The Barkley, or running as the final frontier

There are races that you prepare for.

And then there are races that you await like a sign.

The Barkley belongs to this second category. It doesn't give itself away easily. It doesn't really sell itself. It doesn't seek to seduce. It exists somewhere in the woods of Tennessee, in the heart of Frozen Head State Park, like a primitive trial that the modern world has not yet managed to tame.

Here, there's no grand finish line arch designed for social media. No perfectly marked course. No comfortable promises. Runners advance with a map, a compass, a few indications, and this very simple, almost brutal idea: to see how far one can go when everything reassuring disappears.

The Barkley is often described as one of the most difficult races in the world. Five loops. Sixty hours. Relentless terrain. Books hidden in the forest, from which you must tear out the pages corresponding to your bib number to prove you've passed where you needed to pass.

But to reduce the Barkley to its difficulty would be to miss the point.

Because this race is not just an accumulation of kilometers, elevation gain, thorns, lost sleep, and destroyed legs. It is a question posed to those who run.

Why do we still run, when there is almost nothing to gain?

Why continue, when no one is really watching?

Why agree to get lost, to doubt, to sometimes return vanquished, but more alive than before?

Perhaps this is where the Barkley profoundly connects with the spirit of Spiridon.

Spiridon was born at a time when running was not yet a given. At a time when runners were sometimes viewed as eccentrics, outsiders, somewhat unreasonable dreamers. Running long, running freely, running outside the box, was not yet an industry. It was a way of being in the world.

The Barkley, in its own way, extends this story.

It reminds us that running has not always been about displayed performance, technology, meticulously planned aid stations, or immediately shared results. It recalls an older truth: running is sometimes about accepting to disappear from the world for a moment to better return to it.

During an "Infinity Trail Backyard Ultra", Véronique Delon wears a Spiridon t-shirt alongside Lazarus Lake, the founder of the Barkley.

There is something very fitting about this image.

On one side, Laz, a figure who has become almost mythical in the ultra world.

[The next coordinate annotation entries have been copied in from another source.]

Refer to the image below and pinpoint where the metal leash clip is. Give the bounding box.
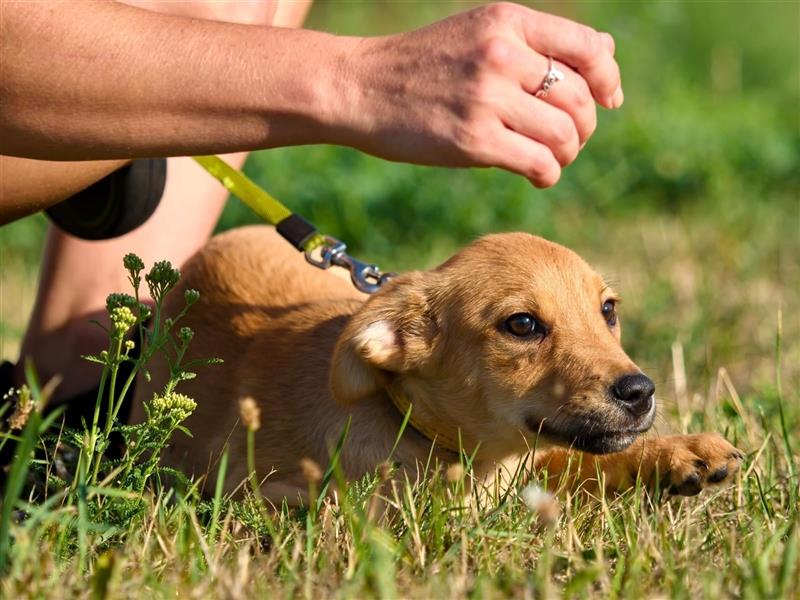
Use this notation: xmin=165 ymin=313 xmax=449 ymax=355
xmin=305 ymin=235 xmax=394 ymax=294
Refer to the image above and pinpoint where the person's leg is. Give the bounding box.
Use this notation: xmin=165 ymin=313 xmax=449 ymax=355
xmin=14 ymin=0 xmax=311 ymax=401
xmin=15 ymin=153 xmax=246 ymax=399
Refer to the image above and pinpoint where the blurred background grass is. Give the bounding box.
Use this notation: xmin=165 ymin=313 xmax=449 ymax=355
xmin=0 ymin=1 xmax=800 ymax=428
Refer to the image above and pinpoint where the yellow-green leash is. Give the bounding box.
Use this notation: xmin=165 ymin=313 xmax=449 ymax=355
xmin=194 ymin=156 xmax=391 ymax=294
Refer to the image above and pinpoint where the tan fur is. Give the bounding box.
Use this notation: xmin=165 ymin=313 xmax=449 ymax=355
xmin=134 ymin=227 xmax=739 ymax=504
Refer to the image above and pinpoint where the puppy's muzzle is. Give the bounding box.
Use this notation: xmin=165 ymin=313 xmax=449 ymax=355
xmin=609 ymin=373 xmax=656 ymax=419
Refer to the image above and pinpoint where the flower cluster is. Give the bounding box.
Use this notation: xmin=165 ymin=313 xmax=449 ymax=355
xmin=150 ymin=392 xmax=197 ymax=422
xmin=3 ymin=385 xmax=36 ymax=431
xmin=144 ymin=260 xmax=181 ymax=302
xmin=110 ymin=306 xmax=136 ymax=340
xmin=183 ymin=290 xmax=200 ymax=306
xmin=122 ymin=252 xmax=144 ymax=290
xmin=106 ymin=293 xmax=151 ymax=320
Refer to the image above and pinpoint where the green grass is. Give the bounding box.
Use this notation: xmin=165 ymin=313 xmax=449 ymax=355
xmin=0 ymin=2 xmax=800 ymax=598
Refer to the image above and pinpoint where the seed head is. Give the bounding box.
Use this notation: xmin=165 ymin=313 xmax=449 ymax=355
xmin=150 ymin=392 xmax=197 ymax=421
xmin=444 ymin=463 xmax=464 ymax=483
xmin=111 ymin=306 xmax=136 ymax=339
xmin=122 ymin=252 xmax=144 ymax=275
xmin=239 ymin=396 xmax=261 ymax=431
xmin=300 ymin=457 xmax=322 ymax=483
xmin=3 ymin=385 xmax=36 ymax=430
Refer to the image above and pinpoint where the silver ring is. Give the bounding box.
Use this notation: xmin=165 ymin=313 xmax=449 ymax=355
xmin=535 ymin=56 xmax=564 ymax=98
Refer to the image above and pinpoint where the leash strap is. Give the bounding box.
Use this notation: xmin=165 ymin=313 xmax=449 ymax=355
xmin=194 ymin=156 xmax=325 ymax=252
xmin=194 ymin=155 xmax=392 ymax=294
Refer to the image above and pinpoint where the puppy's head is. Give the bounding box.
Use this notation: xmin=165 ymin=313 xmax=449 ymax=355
xmin=331 ymin=233 xmax=655 ymax=456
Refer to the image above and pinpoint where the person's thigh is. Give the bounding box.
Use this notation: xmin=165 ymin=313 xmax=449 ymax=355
xmin=15 ymin=0 xmax=311 ymax=399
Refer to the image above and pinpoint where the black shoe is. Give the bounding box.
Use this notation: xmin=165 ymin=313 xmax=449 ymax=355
xmin=45 ymin=158 xmax=167 ymax=240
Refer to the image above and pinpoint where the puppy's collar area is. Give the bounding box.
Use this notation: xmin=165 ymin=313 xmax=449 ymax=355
xmin=386 ymin=381 xmax=463 ymax=453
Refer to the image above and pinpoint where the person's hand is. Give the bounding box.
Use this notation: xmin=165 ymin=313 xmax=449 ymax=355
xmin=337 ymin=3 xmax=623 ymax=187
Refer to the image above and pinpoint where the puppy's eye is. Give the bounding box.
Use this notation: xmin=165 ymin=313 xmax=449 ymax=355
xmin=504 ymin=313 xmax=547 ymax=337
xmin=601 ymin=300 xmax=617 ymax=327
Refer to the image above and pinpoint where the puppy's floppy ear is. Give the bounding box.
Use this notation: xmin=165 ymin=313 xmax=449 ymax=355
xmin=330 ymin=273 xmax=437 ymax=405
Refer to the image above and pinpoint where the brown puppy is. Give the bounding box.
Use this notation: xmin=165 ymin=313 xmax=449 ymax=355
xmin=134 ymin=227 xmax=741 ymax=503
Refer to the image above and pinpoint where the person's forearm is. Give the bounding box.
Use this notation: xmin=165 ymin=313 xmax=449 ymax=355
xmin=0 ymin=2 xmax=357 ymax=160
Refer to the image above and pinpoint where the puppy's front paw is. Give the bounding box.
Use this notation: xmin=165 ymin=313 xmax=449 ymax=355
xmin=664 ymin=433 xmax=744 ymax=496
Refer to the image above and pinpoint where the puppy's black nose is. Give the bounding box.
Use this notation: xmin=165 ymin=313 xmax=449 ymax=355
xmin=611 ymin=373 xmax=656 ymax=417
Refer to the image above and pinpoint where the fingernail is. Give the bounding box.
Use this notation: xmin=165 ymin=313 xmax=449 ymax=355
xmin=611 ymin=86 xmax=625 ymax=108
xmin=600 ymin=31 xmax=617 ymax=56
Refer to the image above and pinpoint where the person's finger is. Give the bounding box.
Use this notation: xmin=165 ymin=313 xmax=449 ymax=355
xmin=600 ymin=31 xmax=617 ymax=56
xmin=501 ymin=85 xmax=581 ymax=167
xmin=484 ymin=124 xmax=561 ymax=188
xmin=521 ymin=10 xmax=622 ymax=108
xmin=522 ymin=55 xmax=597 ymax=144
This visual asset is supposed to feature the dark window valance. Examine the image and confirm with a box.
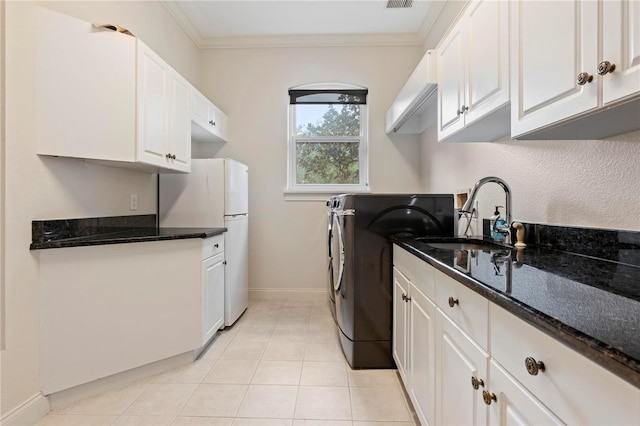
[289,89,369,105]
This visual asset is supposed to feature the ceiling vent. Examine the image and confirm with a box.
[387,0,413,9]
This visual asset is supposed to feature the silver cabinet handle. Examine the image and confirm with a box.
[576,72,593,86]
[598,61,616,75]
[524,356,545,376]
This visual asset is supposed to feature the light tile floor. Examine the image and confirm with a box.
[38,301,418,426]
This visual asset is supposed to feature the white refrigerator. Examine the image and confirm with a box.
[159,158,249,326]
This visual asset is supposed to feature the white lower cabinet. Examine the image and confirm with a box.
[483,360,564,426]
[435,309,489,425]
[393,245,640,425]
[392,248,436,424]
[392,267,409,383]
[202,235,225,346]
[37,239,202,395]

On the other, Véronique, who embodies for us this radical freedom, this quiet audacity, this way of going to places where effort ceases to be merely sporting to become an inner experience.

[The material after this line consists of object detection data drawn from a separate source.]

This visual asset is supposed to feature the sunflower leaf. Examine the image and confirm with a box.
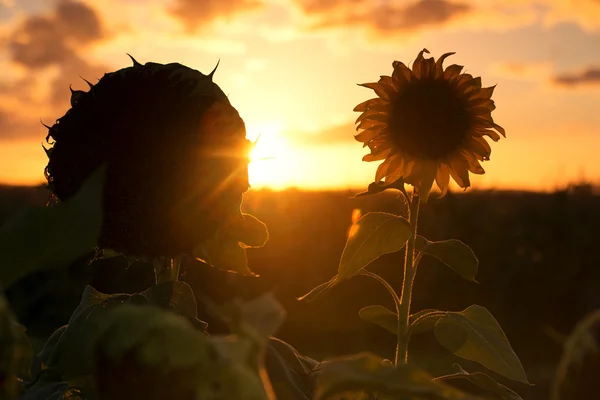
[298,276,337,303]
[446,364,523,400]
[337,212,412,282]
[194,235,255,275]
[433,305,529,383]
[358,305,398,335]
[415,235,479,282]
[354,178,408,199]
[0,164,105,289]
[232,213,269,247]
[314,352,479,400]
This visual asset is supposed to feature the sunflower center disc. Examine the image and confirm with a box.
[389,80,469,159]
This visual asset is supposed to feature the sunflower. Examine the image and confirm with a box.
[354,49,505,201]
[45,58,252,259]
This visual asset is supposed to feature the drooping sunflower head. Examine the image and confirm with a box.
[354,49,505,201]
[46,55,251,257]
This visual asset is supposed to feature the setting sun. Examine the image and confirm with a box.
[248,124,292,190]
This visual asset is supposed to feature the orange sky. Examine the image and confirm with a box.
[0,0,600,190]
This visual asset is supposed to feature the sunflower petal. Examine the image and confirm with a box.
[471,85,496,99]
[392,61,412,90]
[354,107,388,124]
[461,150,485,175]
[356,117,384,130]
[449,153,471,189]
[375,155,398,182]
[385,155,404,183]
[435,163,450,197]
[466,136,492,161]
[494,123,506,137]
[411,160,438,203]
[444,64,464,80]
[467,97,496,112]
[412,49,429,79]
[363,148,392,162]
[433,52,456,79]
[352,98,387,112]
[379,75,394,86]
[354,129,379,143]
[454,74,473,86]
[472,128,500,142]
[358,82,389,100]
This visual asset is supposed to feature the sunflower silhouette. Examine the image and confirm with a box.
[354,49,505,201]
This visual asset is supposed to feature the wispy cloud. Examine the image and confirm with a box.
[167,0,262,33]
[0,0,110,139]
[552,66,600,87]
[296,0,472,34]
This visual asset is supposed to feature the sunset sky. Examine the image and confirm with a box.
[0,0,600,190]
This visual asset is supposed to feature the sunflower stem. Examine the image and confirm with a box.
[395,192,420,366]
[154,256,181,285]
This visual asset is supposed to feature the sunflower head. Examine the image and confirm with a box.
[45,55,251,257]
[354,49,505,201]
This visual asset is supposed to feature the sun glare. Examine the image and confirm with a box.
[247,124,292,190]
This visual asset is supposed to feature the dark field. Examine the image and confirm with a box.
[0,186,600,400]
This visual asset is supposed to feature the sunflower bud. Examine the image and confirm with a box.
[46,60,251,257]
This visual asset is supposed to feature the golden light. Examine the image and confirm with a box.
[246,123,293,190]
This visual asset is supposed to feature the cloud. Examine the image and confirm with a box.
[7,1,105,68]
[0,0,108,139]
[289,124,358,146]
[0,109,39,139]
[489,62,552,81]
[297,0,473,33]
[168,0,262,32]
[552,67,600,87]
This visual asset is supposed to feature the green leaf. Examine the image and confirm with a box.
[358,305,398,335]
[408,309,443,334]
[0,292,33,399]
[448,364,523,400]
[314,353,479,400]
[217,293,285,343]
[140,281,198,320]
[297,277,337,303]
[358,305,443,335]
[337,212,412,282]
[231,214,269,247]
[45,286,131,380]
[97,295,281,400]
[434,305,528,383]
[20,380,69,400]
[96,304,210,370]
[354,178,408,199]
[41,281,206,380]
[415,235,479,282]
[194,235,256,275]
[0,168,105,288]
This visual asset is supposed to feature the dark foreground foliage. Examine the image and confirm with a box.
[0,188,600,400]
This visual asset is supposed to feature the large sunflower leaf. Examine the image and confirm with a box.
[358,305,443,335]
[0,292,33,399]
[449,364,523,400]
[337,212,412,282]
[415,235,479,282]
[314,353,479,400]
[433,305,528,383]
[41,281,206,380]
[0,168,105,288]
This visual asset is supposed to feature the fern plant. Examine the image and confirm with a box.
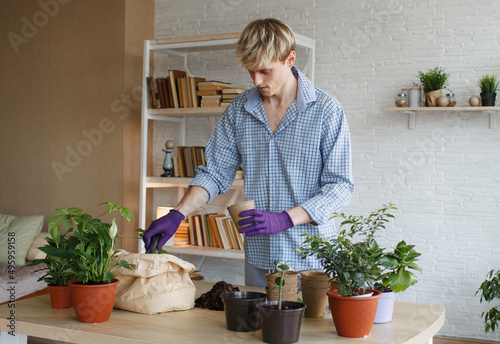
[478,74,498,93]
[418,67,450,92]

And in the middle, Spiridon.

Not as a logo placed there by chance.

But as a thread.

A thread that connects the popular history of running, the first struggles to run freely, the trails, the mountains, the pioneers, the women and men who refused to let others decide for them what a reasonable race was.

The Barkley is not a reasonable race.

But has running ever truly been reasonable when experienced with intensity?

Perhaps it takes a touch of madness to set off into the night, into the mud, into the silence of the woods, with the sole objective of not giving up too soon.

Perhaps it takes a touch of faith to believe that at the end of exhaustion, something other than a ranking can remain.

Perhaps it takes a touch of childhood to agree to search for book pages in a forest, as if ultra-trail suddenly became a terrible, absurd, and magnificent treasure hunt.

At Spiridon, we love these stories because they go beyond sport.

They speak of freedom. Of commitment. Of transmission. Of that fragile border between unreason and meaning.

The Barkley is not for everyone.

And perhaps that is precisely why it resonates with many.

Because, deep down, everyone carries their Barkley somewhere. An intimate ordeal. An inner forest. A place where you can no longer cheat, where appearances fall away, where only the essential remains: to keep moving forward, just a little further.

That's why this photo naturally belongs here.

Because it tells, better than a long speech, what Spiridon has always loved about running: not just the victory, but the journey.

Not just the finish line, but what you become along the way.